Methods and results: Two hours of 10 degrees C cardioplegic ischemia was induced in 40 isolated, blood-perfused, neonatal lamb hearts (n=8 in each group). Group I had ischemia followed by unmodified reperfusion for 90 minutes. During the first 20 minutes of reperfusion, Group II received 350 micromol/L ADO, Group III received ADO and 100 nmol/L DPCPX (A1 antagonist) to achieve an A2 effect, Group IV received 0.25 micromol/L CPCA (A2 agonist), and Group V received ADO and DPCPX but CBF was limited to that of Group I levels. At 30 and 90 minutes of reperfusion, LV maximum developed pressure (DP), dP/dt, CBF, and oxygen consumption (MVO2) were measured. At 30 minutes of reperfusion Groups II, III, and IV showed better functional recovery than Group I or Group V (DP: G-I=75.7+/-7.3%, G-II=97.6+/-9.5%, G-III=88.1+/-4.8%, G-IV=86.7+/-9.0%, G-V=75.5+/-6.9%, P<.05; dP/dt: G-I=69.1+/-9.6%, G-II=94.2+/-10.7%, G-III=95.7+/-13.1%, G-IV=80.1+/-11.1%, G-V=75.2+/-8.2%, P<.05). Coronary blood flow was higher in Groups II, III, and IV compared with Group I or V (G-1=129+/-32%, G-II=183+/-36%, G-III=266+/-72%, G-IV=259+/-70%, G-V=132+/-5%, P<.05). MVO2/beat was higher in Group II than in Groups I and IV (G-I=98.3+/-21.3%, G-II=135.5+/-28.0%, G-III=126.2+/-21.9%, G-IV=102.5+/-16.7%, G-V=107.5+/-29.3%, P<.05). At 90 minutes of reperfusion, Groups II, III, and IV, as well as V, showed better recovery of DP and dP/dt compared with Group I (DP: G-I=50.6+/-11.4%, G-II=63.0+/-8.7%, G-III=69.0+/-10.8%, G-IV=72.5+/-12.7%, G-V=66.2+/-10.0%, P<.05; dP/dt: G-I=38.9+/-7.1%, G-II=53.5 +/-3.8%, G-III=61.5+/-10.8%, G-IV=59.8+/-16.3%, G-V=58.2+/-9.8%, P<.05) although only in Groups III and IV was CBF higher than in Group I (G-1=116+/-54%, G-II=116+/-27%, G-III=210+/-67%, G-IV=239+/-85%, G-V=130+/-8%, P<.05).

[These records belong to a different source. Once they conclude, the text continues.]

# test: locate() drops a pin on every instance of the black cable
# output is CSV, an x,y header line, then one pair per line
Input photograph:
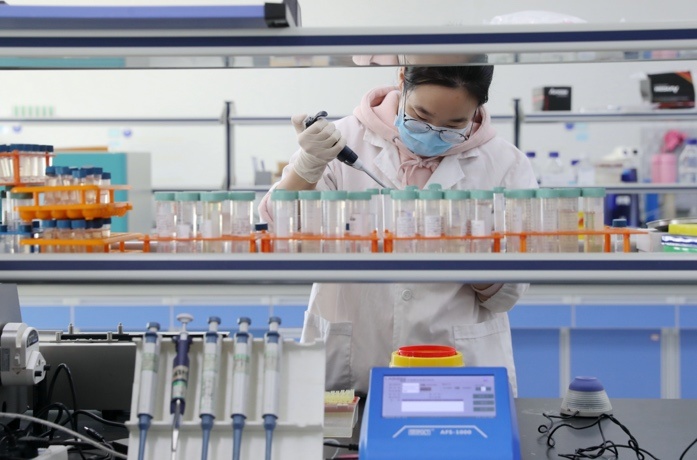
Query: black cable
x,y
684,452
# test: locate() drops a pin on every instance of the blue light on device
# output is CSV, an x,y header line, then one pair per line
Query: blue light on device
x,y
439,413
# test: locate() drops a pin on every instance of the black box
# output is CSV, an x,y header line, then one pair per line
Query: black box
x,y
673,90
552,98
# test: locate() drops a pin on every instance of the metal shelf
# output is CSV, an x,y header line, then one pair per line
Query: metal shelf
x,y
636,268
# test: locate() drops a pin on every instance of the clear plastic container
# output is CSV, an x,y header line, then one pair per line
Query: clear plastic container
x,y
546,219
430,220
310,202
593,208
334,221
568,218
482,221
361,220
212,220
519,204
404,219
165,220
187,221
618,240
285,219
457,217
239,209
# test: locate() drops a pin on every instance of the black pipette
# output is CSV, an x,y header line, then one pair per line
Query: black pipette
x,y
346,155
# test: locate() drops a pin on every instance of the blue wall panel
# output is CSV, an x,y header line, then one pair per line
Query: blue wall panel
x,y
628,362
56,318
688,364
536,353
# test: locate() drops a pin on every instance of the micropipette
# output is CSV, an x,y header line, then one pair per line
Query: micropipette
x,y
346,155
149,365
272,379
209,381
180,379
242,360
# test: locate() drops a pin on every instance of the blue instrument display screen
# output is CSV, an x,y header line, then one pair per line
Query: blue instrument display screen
x,y
438,396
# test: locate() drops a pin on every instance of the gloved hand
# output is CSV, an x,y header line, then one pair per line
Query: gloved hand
x,y
320,144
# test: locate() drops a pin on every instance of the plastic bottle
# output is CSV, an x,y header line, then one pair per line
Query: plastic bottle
x,y
687,163
481,223
285,219
518,218
430,220
240,215
457,217
334,223
310,202
361,220
568,218
552,173
404,219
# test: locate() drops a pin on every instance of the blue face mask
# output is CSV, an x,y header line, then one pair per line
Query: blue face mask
x,y
428,144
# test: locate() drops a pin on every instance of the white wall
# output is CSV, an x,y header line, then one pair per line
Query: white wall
x,y
193,156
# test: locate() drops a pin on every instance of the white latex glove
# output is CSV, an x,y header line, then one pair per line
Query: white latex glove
x,y
320,144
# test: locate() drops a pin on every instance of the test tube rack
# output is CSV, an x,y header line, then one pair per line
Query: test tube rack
x,y
298,434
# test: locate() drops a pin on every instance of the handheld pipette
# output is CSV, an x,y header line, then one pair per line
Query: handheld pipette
x,y
272,380
149,365
242,360
209,381
180,379
346,155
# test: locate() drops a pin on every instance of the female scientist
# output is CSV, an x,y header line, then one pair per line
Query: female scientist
x,y
432,128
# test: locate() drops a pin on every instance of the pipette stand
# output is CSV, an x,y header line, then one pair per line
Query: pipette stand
x,y
298,434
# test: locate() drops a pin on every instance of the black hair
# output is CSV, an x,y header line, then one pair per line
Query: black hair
x,y
475,79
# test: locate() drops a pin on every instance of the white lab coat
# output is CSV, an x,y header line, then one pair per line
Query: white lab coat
x,y
362,324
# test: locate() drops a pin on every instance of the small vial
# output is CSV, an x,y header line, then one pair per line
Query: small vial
x,y
187,221
240,216
593,199
361,221
79,227
568,218
49,233
519,218
546,219
457,217
404,219
212,220
310,202
285,219
482,221
334,221
165,220
618,239
429,220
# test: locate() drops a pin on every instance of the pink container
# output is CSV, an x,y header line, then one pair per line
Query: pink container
x,y
664,168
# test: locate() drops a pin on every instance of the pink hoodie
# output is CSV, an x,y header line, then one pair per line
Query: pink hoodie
x,y
377,112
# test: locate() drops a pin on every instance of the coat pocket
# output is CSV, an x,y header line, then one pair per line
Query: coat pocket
x,y
337,339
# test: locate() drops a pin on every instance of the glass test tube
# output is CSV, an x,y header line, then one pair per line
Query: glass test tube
x,y
593,199
334,221
285,219
240,210
212,220
165,220
404,219
546,215
482,221
519,218
310,202
187,221
430,220
361,220
568,218
457,217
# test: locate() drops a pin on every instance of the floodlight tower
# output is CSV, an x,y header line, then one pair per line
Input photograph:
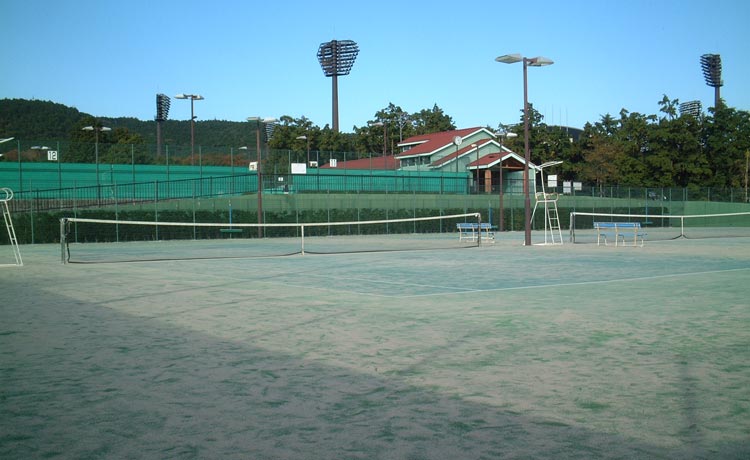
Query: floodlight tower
x,y
692,108
337,58
162,113
711,64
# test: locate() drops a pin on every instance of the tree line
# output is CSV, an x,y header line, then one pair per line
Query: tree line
x,y
668,149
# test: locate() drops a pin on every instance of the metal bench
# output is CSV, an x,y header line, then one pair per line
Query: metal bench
x,y
625,231
469,231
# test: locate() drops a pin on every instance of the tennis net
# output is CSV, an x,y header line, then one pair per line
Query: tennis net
x,y
664,227
84,240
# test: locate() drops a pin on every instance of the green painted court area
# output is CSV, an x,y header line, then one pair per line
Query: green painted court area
x,y
499,351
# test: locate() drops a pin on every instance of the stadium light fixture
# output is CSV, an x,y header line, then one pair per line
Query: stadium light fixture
x,y
692,108
711,65
193,98
538,61
337,58
258,122
162,113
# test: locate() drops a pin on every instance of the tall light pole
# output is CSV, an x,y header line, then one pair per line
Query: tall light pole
x,y
305,138
97,130
193,98
711,65
538,61
502,135
258,122
385,133
337,58
476,168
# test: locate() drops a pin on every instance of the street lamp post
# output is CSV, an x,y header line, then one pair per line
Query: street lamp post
x,y
538,61
305,138
258,122
476,168
193,98
97,130
385,133
501,223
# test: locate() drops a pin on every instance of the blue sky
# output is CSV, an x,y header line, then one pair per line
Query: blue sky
x,y
258,58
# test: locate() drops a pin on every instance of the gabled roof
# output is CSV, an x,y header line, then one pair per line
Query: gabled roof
x,y
462,151
381,162
427,144
510,159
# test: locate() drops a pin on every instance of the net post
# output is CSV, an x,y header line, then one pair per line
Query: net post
x,y
479,229
572,221
63,240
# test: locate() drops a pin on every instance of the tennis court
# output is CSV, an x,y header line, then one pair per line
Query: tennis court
x,y
497,351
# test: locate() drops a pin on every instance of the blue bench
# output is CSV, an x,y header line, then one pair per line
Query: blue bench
x,y
470,231
625,231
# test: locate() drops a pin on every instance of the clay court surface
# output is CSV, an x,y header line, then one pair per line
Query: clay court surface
x,y
500,351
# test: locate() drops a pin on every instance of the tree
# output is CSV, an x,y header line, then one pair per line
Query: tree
x,y
431,121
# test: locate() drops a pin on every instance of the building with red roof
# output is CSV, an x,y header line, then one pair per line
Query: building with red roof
x,y
474,150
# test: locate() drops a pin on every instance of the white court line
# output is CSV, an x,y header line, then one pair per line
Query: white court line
x,y
450,290
581,283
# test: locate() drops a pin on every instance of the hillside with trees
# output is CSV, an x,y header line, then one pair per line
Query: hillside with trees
x,y
667,149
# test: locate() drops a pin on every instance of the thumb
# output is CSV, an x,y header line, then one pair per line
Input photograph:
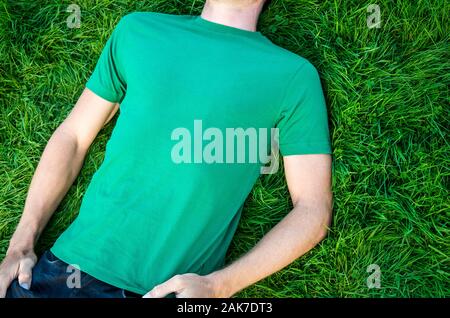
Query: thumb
x,y
24,275
162,290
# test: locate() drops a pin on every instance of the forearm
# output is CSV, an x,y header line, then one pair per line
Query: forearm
x,y
58,167
297,233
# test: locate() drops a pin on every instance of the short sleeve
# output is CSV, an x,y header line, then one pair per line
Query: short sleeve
x,y
303,123
108,80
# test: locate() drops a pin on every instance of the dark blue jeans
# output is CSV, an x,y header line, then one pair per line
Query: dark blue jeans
x,y
50,279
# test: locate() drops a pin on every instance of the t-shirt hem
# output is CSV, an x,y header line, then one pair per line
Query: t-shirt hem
x,y
94,270
103,93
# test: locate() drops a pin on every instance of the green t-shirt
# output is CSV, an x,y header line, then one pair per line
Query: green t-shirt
x,y
145,216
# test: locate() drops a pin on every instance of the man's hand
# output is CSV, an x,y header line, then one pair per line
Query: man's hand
x,y
16,265
186,286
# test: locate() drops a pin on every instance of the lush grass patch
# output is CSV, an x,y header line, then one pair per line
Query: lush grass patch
x,y
388,99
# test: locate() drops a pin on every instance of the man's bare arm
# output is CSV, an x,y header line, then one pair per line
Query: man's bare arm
x,y
309,182
58,167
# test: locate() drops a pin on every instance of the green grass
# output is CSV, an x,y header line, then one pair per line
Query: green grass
x,y
388,100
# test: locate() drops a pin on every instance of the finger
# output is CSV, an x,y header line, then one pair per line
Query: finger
x,y
25,272
173,285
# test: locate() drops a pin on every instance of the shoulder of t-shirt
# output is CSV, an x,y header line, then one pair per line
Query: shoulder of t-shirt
x,y
290,63
149,16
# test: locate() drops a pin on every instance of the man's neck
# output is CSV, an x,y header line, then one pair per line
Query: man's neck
x,y
242,17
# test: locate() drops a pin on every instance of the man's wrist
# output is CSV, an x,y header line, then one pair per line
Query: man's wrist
x,y
224,284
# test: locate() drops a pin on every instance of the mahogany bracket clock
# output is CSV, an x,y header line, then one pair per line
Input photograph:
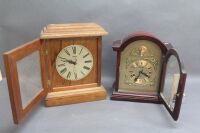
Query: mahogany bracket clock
x,y
149,70
63,66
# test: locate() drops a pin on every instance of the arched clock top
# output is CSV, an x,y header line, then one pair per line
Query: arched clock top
x,y
119,45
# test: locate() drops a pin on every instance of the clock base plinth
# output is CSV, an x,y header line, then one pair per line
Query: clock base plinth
x,y
75,96
123,96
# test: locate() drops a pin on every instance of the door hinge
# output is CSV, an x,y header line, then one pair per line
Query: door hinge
x,y
49,83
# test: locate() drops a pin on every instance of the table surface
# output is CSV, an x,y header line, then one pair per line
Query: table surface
x,y
105,116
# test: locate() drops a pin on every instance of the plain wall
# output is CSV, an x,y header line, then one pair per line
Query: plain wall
x,y
177,22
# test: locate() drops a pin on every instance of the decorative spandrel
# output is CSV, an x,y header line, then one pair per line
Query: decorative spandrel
x,y
29,75
171,83
140,63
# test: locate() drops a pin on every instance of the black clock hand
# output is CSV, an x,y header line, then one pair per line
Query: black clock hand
x,y
137,76
69,61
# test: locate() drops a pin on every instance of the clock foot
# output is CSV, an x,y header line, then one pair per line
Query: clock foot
x,y
75,96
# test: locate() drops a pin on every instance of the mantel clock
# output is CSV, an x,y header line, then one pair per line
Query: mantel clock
x,y
148,70
63,65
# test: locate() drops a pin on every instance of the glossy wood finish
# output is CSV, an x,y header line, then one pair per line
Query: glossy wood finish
x,y
10,59
181,86
119,46
75,96
167,50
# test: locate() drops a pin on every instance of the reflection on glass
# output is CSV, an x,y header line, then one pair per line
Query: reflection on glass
x,y
171,82
29,77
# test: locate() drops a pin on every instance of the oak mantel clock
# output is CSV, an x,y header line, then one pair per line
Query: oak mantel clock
x,y
63,65
149,70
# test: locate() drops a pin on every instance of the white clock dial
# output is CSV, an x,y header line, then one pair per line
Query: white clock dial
x,y
74,62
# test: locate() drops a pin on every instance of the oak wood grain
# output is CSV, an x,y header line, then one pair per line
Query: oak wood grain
x,y
75,96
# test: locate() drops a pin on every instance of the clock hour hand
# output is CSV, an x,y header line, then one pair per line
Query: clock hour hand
x,y
69,61
137,76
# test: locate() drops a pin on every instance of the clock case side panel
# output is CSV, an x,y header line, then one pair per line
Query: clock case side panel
x,y
10,59
119,46
181,85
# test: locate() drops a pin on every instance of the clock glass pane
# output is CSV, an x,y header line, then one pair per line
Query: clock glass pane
x,y
74,62
29,75
172,78
140,66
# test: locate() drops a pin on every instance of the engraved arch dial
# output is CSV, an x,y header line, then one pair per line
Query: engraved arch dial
x,y
74,62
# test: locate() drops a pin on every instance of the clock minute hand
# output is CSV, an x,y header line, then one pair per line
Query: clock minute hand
x,y
145,74
137,76
69,61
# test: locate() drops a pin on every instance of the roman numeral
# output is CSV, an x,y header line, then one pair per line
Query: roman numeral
x,y
69,74
80,51
63,70
88,61
75,75
61,57
74,49
67,52
82,72
86,55
87,68
61,65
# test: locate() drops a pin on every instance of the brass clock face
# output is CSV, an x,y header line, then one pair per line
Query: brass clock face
x,y
140,72
74,62
140,66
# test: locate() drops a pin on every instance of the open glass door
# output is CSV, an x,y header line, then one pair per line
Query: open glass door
x,y
24,71
173,83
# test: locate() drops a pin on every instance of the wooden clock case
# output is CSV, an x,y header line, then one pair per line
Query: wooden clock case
x,y
167,50
56,90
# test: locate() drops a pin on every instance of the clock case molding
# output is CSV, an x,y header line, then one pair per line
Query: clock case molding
x,y
54,95
167,50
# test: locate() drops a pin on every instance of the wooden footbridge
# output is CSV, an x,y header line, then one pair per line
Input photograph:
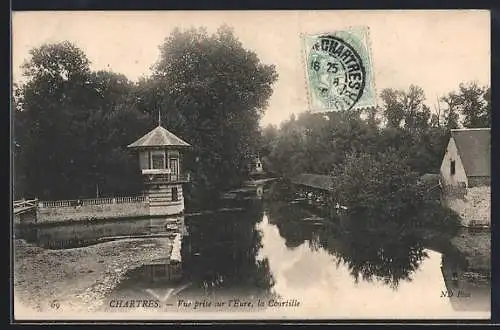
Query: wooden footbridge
x,y
25,211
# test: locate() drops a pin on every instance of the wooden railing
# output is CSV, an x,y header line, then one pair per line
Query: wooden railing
x,y
94,201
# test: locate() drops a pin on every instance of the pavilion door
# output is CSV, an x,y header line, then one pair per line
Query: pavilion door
x,y
174,168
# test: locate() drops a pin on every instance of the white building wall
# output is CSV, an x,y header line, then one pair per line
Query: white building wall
x,y
452,155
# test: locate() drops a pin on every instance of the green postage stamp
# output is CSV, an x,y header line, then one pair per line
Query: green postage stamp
x,y
339,73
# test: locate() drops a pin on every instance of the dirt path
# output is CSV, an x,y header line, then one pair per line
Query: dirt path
x,y
77,280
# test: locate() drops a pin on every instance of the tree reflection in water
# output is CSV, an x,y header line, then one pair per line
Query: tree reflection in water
x,y
220,253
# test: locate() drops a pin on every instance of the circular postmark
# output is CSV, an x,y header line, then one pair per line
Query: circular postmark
x,y
336,72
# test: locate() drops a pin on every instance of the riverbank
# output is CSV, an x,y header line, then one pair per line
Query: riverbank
x,y
77,280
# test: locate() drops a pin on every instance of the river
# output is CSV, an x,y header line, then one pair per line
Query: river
x,y
273,259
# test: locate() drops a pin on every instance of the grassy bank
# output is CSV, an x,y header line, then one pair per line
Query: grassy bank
x,y
76,280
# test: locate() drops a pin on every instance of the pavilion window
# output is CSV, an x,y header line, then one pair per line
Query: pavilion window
x,y
158,160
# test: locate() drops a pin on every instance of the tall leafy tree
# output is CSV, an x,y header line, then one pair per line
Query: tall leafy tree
x,y
71,126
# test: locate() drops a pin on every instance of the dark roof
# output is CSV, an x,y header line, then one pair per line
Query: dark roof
x,y
159,137
317,181
474,148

Conclusions: Reperfusion under conditions of A2 stimulation by ADO, by an A2 agonist, or by ADO plus A1 blockade was associated with improved recovery of LV function. The early A2 effect seems to be related to coronary vasodilation because reduced CBF (equal to Group I) in Group V reduced early recovery of LV function. However, there seems to be a second effect observed at 90 minutes that is not related to CBF inasmuch as Groups II and V had CBF equal to Group I but had significantly higher DP and dP/dt. These findings suggest that mechanisms in addition to vasodilation are involved in the beneficial effects of A2 stimulation during postischemic reperfusion.